Saffron9 August 31st, 2017

I am a million different people all in one and I want to be that openly.

I change all the time but every change is valid and don't stop taking me seriously just bc I change. It is bc I am constantly growing.

I am so angry at the christians who have judged and condemned me and I hate any teachings that lead to that kind of hatred.

I am smart. Just bc you don't see it doesn't mean I'm not. I have so much going on just trying to stay sane and heal from all I've gone through that I just don't have the time or energy to learn about everything. Neither do I have the time or energy to become a huge activist or to know every word out there that would prove me to be a good feminist or trans person. All I can deal with right now is what I am dealing with and I just don't have the energy for more. It doesn't make me dumb or air headed. I just can't talk to you about what is really in my mind bc it is too private. So please don't judge me when I laugh and act silly or whatever bc I am just trying to stay above water.
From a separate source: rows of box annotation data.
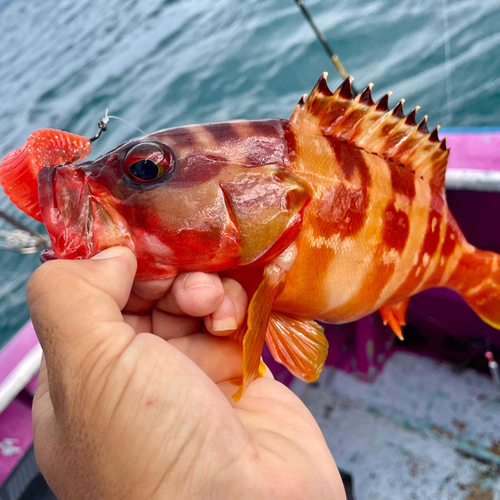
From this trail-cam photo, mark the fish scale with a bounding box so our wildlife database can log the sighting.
[0,73,500,400]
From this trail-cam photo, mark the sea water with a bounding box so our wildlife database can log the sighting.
[0,0,500,345]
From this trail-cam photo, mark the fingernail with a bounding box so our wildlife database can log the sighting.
[212,297,238,332]
[91,246,124,260]
[212,318,238,332]
[184,273,215,292]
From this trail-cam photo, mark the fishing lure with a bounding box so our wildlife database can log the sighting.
[0,73,500,399]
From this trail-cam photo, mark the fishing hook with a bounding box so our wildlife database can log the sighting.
[89,110,109,142]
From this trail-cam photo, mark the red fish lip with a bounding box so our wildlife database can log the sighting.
[38,165,134,259]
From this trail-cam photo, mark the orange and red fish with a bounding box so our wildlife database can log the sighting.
[0,74,500,399]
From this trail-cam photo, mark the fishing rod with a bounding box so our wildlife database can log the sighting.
[295,0,358,95]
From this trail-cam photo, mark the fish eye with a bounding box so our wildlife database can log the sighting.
[123,142,174,182]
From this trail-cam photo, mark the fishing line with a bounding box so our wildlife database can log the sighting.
[89,109,146,142]
[106,114,147,135]
[441,0,451,125]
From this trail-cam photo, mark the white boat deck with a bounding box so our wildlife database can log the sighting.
[292,352,500,500]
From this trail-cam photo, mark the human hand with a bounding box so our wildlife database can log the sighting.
[28,247,345,500]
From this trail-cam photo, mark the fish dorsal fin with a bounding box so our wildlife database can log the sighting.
[290,72,449,190]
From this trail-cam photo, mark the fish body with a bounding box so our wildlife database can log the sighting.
[0,74,500,399]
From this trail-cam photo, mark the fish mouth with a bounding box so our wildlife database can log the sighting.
[38,165,135,259]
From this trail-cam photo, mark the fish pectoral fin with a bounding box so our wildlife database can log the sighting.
[233,243,297,401]
[379,297,410,340]
[266,312,328,382]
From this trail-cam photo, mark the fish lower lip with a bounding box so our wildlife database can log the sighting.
[38,165,95,259]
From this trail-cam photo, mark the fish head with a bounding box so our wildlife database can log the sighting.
[38,120,311,279]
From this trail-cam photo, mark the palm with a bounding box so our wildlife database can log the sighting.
[28,254,345,500]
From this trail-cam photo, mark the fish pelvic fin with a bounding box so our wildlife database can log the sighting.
[379,297,410,340]
[266,312,328,382]
[446,247,500,330]
[233,243,297,401]
[290,72,449,191]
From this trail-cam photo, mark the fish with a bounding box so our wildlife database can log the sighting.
[0,73,500,401]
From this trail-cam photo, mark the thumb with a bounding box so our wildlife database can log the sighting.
[27,247,137,410]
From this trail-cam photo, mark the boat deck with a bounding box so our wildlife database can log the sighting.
[291,352,500,500]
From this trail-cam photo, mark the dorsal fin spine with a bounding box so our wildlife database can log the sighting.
[290,73,449,190]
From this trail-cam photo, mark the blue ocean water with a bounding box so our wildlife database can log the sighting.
[0,0,500,345]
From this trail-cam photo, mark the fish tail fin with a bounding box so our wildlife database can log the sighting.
[447,247,500,330]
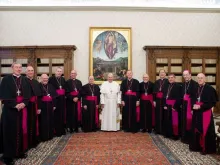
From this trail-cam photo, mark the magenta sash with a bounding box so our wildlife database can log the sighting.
[196,102,212,151]
[56,89,65,96]
[183,94,192,131]
[16,96,28,151]
[125,91,136,96]
[141,94,155,126]
[70,91,82,121]
[30,96,39,136]
[125,91,140,122]
[86,96,99,127]
[41,96,53,102]
[166,100,179,136]
[56,89,66,124]
[156,92,163,99]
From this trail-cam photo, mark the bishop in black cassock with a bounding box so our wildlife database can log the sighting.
[66,70,82,133]
[39,74,58,141]
[140,74,155,132]
[82,76,100,132]
[0,63,31,164]
[162,74,181,140]
[26,66,41,148]
[154,69,168,134]
[180,70,198,143]
[189,73,218,154]
[121,70,140,133]
[49,67,66,136]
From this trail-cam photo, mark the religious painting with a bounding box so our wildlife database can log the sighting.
[89,27,131,84]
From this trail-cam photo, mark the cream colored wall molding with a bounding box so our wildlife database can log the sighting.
[0,0,220,12]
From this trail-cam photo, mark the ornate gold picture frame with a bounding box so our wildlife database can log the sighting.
[89,27,132,84]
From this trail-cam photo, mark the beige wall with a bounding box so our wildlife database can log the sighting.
[0,11,220,83]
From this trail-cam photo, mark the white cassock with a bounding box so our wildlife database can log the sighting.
[100,81,121,131]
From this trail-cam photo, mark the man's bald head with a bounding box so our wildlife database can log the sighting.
[41,74,49,85]
[143,73,149,82]
[126,70,133,79]
[183,70,191,82]
[197,73,205,85]
[108,73,114,82]
[70,69,77,79]
[26,66,34,79]
[55,67,63,77]
[11,62,22,76]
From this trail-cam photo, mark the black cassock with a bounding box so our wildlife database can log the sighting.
[82,84,100,132]
[189,84,218,154]
[49,76,66,136]
[140,81,155,132]
[154,79,168,134]
[0,75,31,158]
[121,79,140,133]
[39,83,58,141]
[162,83,181,139]
[66,79,82,132]
[180,80,198,143]
[27,78,41,148]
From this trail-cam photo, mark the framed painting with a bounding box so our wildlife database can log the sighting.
[89,27,131,84]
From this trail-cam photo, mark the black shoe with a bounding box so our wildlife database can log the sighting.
[3,157,15,165]
[16,153,28,159]
[141,129,146,133]
[69,128,73,133]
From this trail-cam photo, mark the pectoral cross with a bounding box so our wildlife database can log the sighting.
[17,89,21,96]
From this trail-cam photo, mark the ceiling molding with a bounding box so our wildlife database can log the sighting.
[0,5,220,13]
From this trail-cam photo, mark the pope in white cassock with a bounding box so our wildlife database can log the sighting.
[100,73,121,131]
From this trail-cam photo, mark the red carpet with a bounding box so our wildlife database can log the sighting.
[54,132,170,165]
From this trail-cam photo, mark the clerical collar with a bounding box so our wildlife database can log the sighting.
[27,76,34,80]
[13,74,21,78]
[55,76,61,79]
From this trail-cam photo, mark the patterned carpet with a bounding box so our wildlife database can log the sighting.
[16,132,220,165]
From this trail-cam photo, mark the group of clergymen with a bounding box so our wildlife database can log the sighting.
[0,63,218,164]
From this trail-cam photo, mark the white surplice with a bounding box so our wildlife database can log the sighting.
[100,81,121,131]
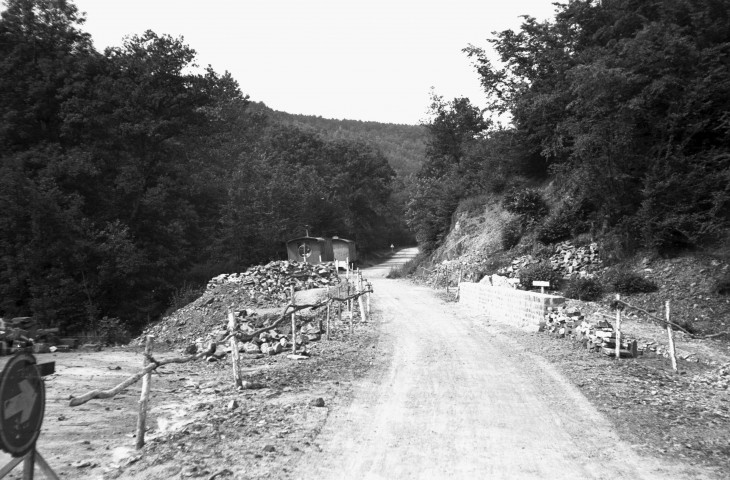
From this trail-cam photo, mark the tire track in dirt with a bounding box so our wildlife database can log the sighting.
[292,275,703,479]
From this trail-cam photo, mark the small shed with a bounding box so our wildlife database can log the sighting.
[332,237,357,263]
[286,237,334,264]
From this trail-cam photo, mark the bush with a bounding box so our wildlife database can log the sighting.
[713,271,730,295]
[520,261,561,290]
[535,211,575,243]
[604,270,659,294]
[501,218,522,250]
[565,278,603,302]
[165,282,205,315]
[98,317,132,345]
[503,188,548,223]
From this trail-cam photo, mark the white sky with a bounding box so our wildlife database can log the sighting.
[74,0,555,124]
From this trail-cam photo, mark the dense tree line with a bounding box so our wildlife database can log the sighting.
[409,0,730,252]
[256,103,427,177]
[0,0,396,332]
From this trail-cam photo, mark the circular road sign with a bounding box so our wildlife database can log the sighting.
[299,243,312,258]
[0,353,46,457]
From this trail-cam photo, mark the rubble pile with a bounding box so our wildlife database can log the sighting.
[544,307,643,358]
[692,363,730,390]
[206,260,339,303]
[0,317,79,355]
[137,261,346,355]
[497,242,603,278]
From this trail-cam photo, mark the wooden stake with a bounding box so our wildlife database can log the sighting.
[357,275,367,323]
[446,264,449,293]
[291,285,297,355]
[616,293,621,360]
[23,447,34,480]
[367,282,373,318]
[228,308,243,388]
[137,335,155,450]
[664,300,677,372]
[327,300,332,340]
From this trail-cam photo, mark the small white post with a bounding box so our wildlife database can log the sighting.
[664,300,677,372]
[367,282,373,318]
[327,299,332,340]
[291,285,297,354]
[616,293,621,360]
[228,308,243,388]
[357,274,367,323]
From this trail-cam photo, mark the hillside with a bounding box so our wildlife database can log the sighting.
[252,102,427,177]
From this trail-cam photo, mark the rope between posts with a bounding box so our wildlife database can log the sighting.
[604,300,730,340]
[69,289,373,407]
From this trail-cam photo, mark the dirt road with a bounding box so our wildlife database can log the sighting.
[293,252,704,479]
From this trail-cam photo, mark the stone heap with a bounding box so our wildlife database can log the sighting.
[207,260,338,301]
[137,261,346,354]
[497,242,603,278]
[550,242,603,277]
[692,363,730,390]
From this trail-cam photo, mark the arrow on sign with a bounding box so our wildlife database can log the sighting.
[5,380,38,422]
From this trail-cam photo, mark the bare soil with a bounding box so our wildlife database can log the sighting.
[0,249,730,480]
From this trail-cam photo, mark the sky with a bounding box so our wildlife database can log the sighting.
[74,0,555,125]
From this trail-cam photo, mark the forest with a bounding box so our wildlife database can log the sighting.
[407,0,730,255]
[0,0,408,333]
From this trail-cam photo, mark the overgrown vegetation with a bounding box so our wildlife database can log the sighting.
[520,260,561,290]
[0,0,404,333]
[408,0,730,262]
[603,268,659,294]
[564,278,603,302]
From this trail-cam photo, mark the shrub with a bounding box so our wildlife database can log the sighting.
[604,269,659,294]
[713,271,730,295]
[98,317,132,345]
[565,278,603,302]
[501,218,523,250]
[535,211,575,243]
[503,188,548,223]
[165,282,205,315]
[520,261,560,290]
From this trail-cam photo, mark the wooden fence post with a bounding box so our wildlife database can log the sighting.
[664,300,677,372]
[616,293,621,360]
[357,273,368,322]
[446,264,449,294]
[366,282,373,318]
[137,335,155,450]
[327,299,332,340]
[228,308,243,388]
[291,285,297,355]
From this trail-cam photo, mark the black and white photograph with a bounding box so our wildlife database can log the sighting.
[0,0,730,480]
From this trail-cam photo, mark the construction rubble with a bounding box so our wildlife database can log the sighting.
[497,242,603,278]
[420,242,603,287]
[137,261,356,361]
[542,307,644,358]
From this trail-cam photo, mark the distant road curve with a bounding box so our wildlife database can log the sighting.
[363,247,418,278]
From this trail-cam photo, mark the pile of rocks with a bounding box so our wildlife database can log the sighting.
[544,307,643,358]
[207,260,338,301]
[497,242,603,278]
[550,242,603,277]
[137,261,346,353]
[178,311,322,361]
[692,363,730,390]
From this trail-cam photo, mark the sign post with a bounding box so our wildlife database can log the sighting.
[0,352,58,480]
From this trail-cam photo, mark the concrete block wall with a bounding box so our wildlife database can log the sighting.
[459,282,565,330]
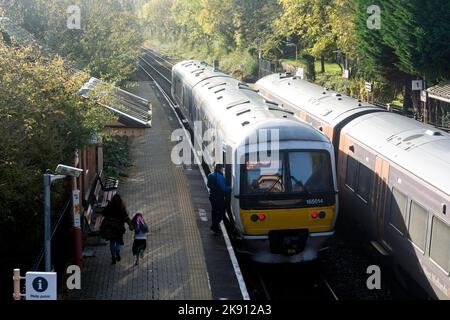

Im starting to wonder if I'm not really trans, but I'm afraid to say so bc I don't want people to see me as invalid.

MikiTheAussie August 31st, 2017

I have social anxiety, Mum and Dad said something along the lines of, everyone gets nervous some times when you have to present for class...really guys?

MikiTheAussie August 31st, 2017

omfg how do i change my profile pic?

redKiwi7610 August 31st, 2017

I am so tired!

affectionateCamp5371 August 31st, 2017

I'm trying the best I can , sure some days my best is lacking but you got to be patient with me.

Mablue August 31st, 2017

I'm sick and tired of not being taken seriously and be treaten as a dumb kid. I'm a lot smarter than people imagine of me, just because I'm not at ease with people and act sometimes a bit weird doesn't make me stupid. And what I feel may not be as horrible and painful as some people unfortunately feel, but it's still hard to support.

Thandhir August 31st, 2017

I'm not the strong happy girl they think I am.

Pain0918 August 31st, 2017

I know more about all of my faults better than anyone else and I am way harder on myself than anyone else could ever be.

adaptablehouse7827 August 31st, 2017

I'm lonely, without coming across as desperate.